GraphQL
Overview
GraphQL is a query language for APIs developed by Facebook in 2012 and open-sourced in 2015. It lets clients specify exactly what data they need in a single request. This solves real problems with REST APIs but introduces its own set of challenges.
How GraphQL Works
REST approach (multiple requests):
GET /users/123 -> { id, name, email, avatar_url, ... }
GET /users/123/posts -> [{ id, title, body, created_at, ... }, ...]
GET /users/123/followers -> [{ id, name, ... }, ...]
3 HTTP requests. Each returns fields you may not need.
GraphQL approach (single request):
POST /graphql
query {
user(id: "123") {
name
posts(first: 5) {
title
created_at
}
followerCount
}
}
1 HTTP request. Returns exactly the fields requested.
Schema Definition
type User {
id: ID!
name: String!
email: String!
avatar_url: String
posts(first: Int, after: String): PostConnection!
followerCount: Int!
createdAt: DateTime!
}
type Post {
id: ID!
title: String!
body: String!
author: User!
comments(first: Int): [Comment!]!
createdAt: DateTime!
}
type Comment {
id: ID!
body: String!
author: User!
}
type PostConnection {
edges: [PostEdge!]!
pageInfo: PageInfo!
}
type PostEdge {
node: Post!
cursor: String!
}
type PageInfo {
hasNextPage: Boolean!
endCursor: String
}
type Query {
user(id: ID!): User
post(id: ID!): Post
searchPosts(query: String!, first: Int): PostConnection!
}
type Mutation {
createPost(input: CreatePostInput!): Post!

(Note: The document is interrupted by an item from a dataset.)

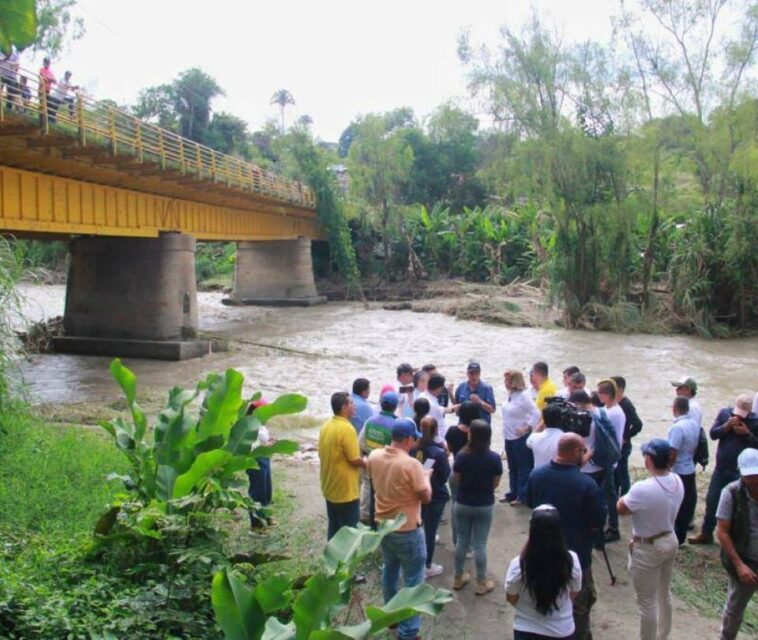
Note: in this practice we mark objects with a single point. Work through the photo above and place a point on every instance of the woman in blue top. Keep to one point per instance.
(476, 471)
(429, 449)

updatePost(id: ID!, input: UpdatePostInput!): Post!
deletePost(id: ID!): Boolean!
}
Resolvers
Resolvers are functions that fetch the data for each field in the schema. They are where the actual data loading logic lives.
Resolver structure (conceptual):
Query.user(parent, args, context):
return database.users.findById(args.id)
User.posts(user, args, context):
return database.posts.findByAuthor(user.id, limit=args.first)
User.followerCount(user, args, context):
return database.followers.countByUser(user.id)
Post.author(post, args, context):
return database.users.findById(post.author_id)
Each field can have its own resolver.
Parent resolvers pass data to child resolvers.
Context carries shared state (auth, database connections).
The N+1 Problem
The N+1 problem is the most common performance issue in GraphQL and must be addressed from the start.
The Problem
Query:
query {
posts(first: 20) {
title
author {
name
}
}
}
Naive execution:
1 query: SELECT * FROM posts LIMIT 20 (1 query)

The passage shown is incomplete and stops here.